Lopes concorda com as assertivas de Amaral quando ventila que para que exista a prestação do serviço é preciso ter os meios suficientes para tal e não fazer preferências entre os indivíduos, em sua dicção expõe:

“Prestá-lo a quem tiver tido a oportunidade e a sorte de obter uma decisão judicial e abandonar a imensa fila de espera?
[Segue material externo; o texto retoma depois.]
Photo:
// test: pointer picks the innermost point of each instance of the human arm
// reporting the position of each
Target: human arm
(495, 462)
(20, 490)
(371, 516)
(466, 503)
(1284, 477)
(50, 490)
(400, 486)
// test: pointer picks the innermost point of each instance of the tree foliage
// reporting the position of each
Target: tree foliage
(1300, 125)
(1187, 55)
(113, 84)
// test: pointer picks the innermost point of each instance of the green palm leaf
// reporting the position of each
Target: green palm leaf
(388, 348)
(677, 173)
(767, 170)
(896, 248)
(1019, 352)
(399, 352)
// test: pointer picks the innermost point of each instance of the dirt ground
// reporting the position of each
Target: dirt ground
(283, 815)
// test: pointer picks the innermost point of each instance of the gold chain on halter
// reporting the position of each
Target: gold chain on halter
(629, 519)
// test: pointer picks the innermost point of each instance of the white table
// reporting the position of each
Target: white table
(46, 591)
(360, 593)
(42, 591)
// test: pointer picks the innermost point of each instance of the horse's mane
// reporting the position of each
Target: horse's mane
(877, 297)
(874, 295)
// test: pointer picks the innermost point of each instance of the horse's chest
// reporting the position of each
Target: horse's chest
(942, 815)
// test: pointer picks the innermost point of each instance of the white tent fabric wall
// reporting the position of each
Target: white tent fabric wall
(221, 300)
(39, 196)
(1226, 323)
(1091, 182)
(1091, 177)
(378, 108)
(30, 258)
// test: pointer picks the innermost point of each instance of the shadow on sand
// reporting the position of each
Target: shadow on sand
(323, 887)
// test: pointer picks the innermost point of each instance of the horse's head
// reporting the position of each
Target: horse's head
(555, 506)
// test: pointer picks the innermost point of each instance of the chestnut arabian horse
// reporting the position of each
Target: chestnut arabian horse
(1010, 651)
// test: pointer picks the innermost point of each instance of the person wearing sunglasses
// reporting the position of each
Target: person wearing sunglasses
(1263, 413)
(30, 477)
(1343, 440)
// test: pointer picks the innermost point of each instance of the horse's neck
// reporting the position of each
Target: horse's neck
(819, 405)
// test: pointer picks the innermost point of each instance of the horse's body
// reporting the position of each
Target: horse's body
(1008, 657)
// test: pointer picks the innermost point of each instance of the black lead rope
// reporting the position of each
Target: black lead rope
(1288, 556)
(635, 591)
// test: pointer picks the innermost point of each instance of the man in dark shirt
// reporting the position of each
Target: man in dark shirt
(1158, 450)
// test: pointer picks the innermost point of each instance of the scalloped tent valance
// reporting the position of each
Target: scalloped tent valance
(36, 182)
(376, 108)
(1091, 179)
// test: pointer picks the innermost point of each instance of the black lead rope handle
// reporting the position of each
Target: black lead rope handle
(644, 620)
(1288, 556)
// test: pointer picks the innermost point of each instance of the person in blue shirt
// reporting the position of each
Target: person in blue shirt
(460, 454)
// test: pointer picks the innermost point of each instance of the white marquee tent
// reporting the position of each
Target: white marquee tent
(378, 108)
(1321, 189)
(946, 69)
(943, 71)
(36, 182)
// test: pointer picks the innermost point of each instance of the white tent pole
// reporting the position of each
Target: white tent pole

Seria isto viável de fato e de direito, se o serviço público deve pautar-se pela sua universalidade, impessoalidade e pelo atendimento a quem dele mais precisar e cronologicamente anteceder os outros?”256.

Esse argumento utilizado pelo professor de história do direito da USP certamente se refere, haja vista a falta de especificação, ao caso de transplantes donde alguém no final da fila pode ser atendido antes, pelo seu grave estado de saúde e pela impossibilidade da espera, por determinação judicial.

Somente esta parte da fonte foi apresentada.